En una solemne ceremonia televisada a toda la nacional, Xi Jinping subió a la palestra seguido del resto de oficiales por orden de rango. Tras él –renovado como jefe de la Comisión Militar Central–, apareció el primer ministro, Li Keqiang. El más que probable presidente del Poder Legislativo y ámigo íntimo del presidente, Li Zhanshu; el viceprimer ministro, Wang Yang; el ideólogo del Partido, Wang Huning; el nuevo jefe del comité disciplinario, Zhao Leji; y Han Zheng, jefe de partido en Shanghai.

Sus nombramientos, para muchos analistas concebidos con antelación, fueron oficialmente extraídos de la votación que momentos antes a su presentación en público tuvo lugar en el simbólico edificio de la Plaza de Tiananmen. Allí votaron los 204 miembros del Comité Central –el tercer escalón en el poder de la formación comunista– que habían sido seleccionados en la clausura del 19º Congreso del PCCh el día anterior, la misma jornada en la que se anunció la inclusión del «Pensamiento de Xi» en la Constitución del Partido convirtiéndose en la línea ideológica de China y del nuevo comunismo y situándole a la mismma altura del Gran Timonel, Mao Zedong. «Xi aspira a ser el Mao del siglo XXI y puede tener éxito, ya que ha logrado destruir facciones de la oposición como la de Shanghai bajo Jiang Zemin y la de la Juventud Comunista con Hu Jintao», destacó Lam. Con la nueva alineación, una vez más Xi ha demostrado querer encumbrarse no solamente en términos ideológicos, sino con movimientos políticos como si de una partida de ajedrez se tratara. Pese a haber realizado algunas concesiones a otros grupos de influencia en el Partido como Wang Yang, de la Liga de Jóvenes Comunistas, o Chen Liangyu del grupo de poder del ex presidente Jiang Zemin. la mayoría de su Gabinete está formado por figuras afines y de confianza.
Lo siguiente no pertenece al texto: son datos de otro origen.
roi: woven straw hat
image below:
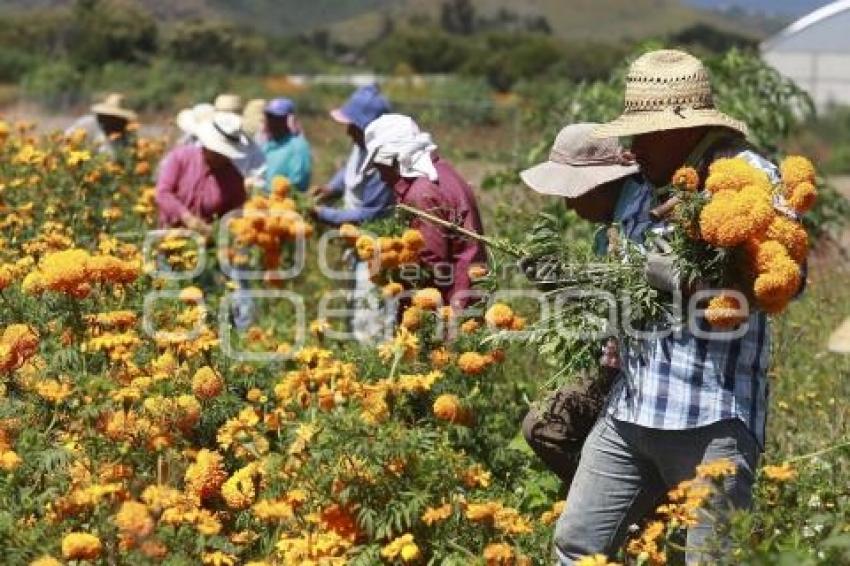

Para el profesor Lam «estamos volviendo a la situación de la regla de un solo hombre bajo Mao» de manera que los hombres fuertes en su entorno aplican sus decisiones a pies juntillas y «no se atreven a contradecirle». No hay cabida a la crítica.

Entre ellas, las reformas internas y externas necesarias para entrar en una «Nueva Era» en la que China trate de consolidarse como una potencia global para 2035 capaz de superar a Estados Unidos en 2050, destacó un todopoderoso Xi que para esas fechas ya habrá dejado a alguien al frente del país, un sucesor que de cualquier manera saldrá del nuevo Buró Político de 25 miembros, el segundo órgano de poder del Partido que ayer también fue elegido y cuya mayoría de componentes son personas de confianza del presidente como Ding Xuexiang o Chen Miner.